O DEDINHO DE DEUS

Minha paixão, meu melhor ato de amor tem sido a Poética, nos últimos 43 anos. Convivo com sua magia, com o seu mistério e me inquieta a falta de confraternidade, num mundo duro e despido de solidariedade, bem como me vêm aos olhos comportamentos egocêntricos, desumanos. Bebo o entorno do que vejo à volta e o universo das angústias existenciais obriga a pensar. Como num passe de mágica, exsurge em mim a verve inapelável da criação poética. Os alter egos fazem isto para me reconstruir frente ao mundo dos muros e paredes, como o antigo e decantado Muro de Berlim, com que os alemães pretenderam dividir vidas, suas fantasias e sonhos, materialmente criando a sombra da morte, ao tempo da Guerra Fria, que, felizmente, hoje está nas lápides do passado recente.

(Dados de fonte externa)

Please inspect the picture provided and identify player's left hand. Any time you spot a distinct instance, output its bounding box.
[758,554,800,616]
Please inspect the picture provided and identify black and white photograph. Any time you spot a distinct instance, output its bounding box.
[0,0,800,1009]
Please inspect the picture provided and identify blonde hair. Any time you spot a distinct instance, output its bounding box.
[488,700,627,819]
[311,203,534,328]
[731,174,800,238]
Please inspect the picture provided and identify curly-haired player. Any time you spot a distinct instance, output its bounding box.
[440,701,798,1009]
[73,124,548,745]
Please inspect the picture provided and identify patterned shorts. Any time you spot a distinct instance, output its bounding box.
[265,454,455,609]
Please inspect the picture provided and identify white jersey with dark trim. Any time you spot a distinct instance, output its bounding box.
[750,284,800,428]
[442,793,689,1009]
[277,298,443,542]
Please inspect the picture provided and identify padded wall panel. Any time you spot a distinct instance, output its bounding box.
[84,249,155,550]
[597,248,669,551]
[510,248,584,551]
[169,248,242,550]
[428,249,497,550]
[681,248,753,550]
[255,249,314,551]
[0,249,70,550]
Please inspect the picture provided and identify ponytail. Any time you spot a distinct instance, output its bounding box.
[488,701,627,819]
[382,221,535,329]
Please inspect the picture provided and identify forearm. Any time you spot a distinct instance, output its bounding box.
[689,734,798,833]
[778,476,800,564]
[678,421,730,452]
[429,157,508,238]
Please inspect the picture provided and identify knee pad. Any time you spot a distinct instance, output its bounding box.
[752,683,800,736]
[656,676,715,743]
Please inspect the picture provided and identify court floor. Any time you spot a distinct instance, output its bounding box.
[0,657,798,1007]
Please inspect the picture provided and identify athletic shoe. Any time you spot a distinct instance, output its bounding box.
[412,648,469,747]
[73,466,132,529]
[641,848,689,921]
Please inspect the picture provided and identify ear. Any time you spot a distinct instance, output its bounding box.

Com o que tenho agora, palavra em ação lavrando o universo da sensibilidade – reconstruo-me de urgências e mitos. E deponho aos outros, em comunhão... O que proveio assim, em estado de pureza, não é mais meu, e, sim, o magma de que somos feitos, incandescido pela palavra poética. E a pedra bruta (que sou) começa a ser polida. Um engenho que produz a farinha para o pão cotidiano, aos pés da cruz do Cristo. Então, recolho o que a energia de todos produziu sobre o meu corpo, neste Dia de Corpus Christi. Depois da agonia, o êxtase...

– Do livro O PAVIO DA PALAVRA, 2015/16.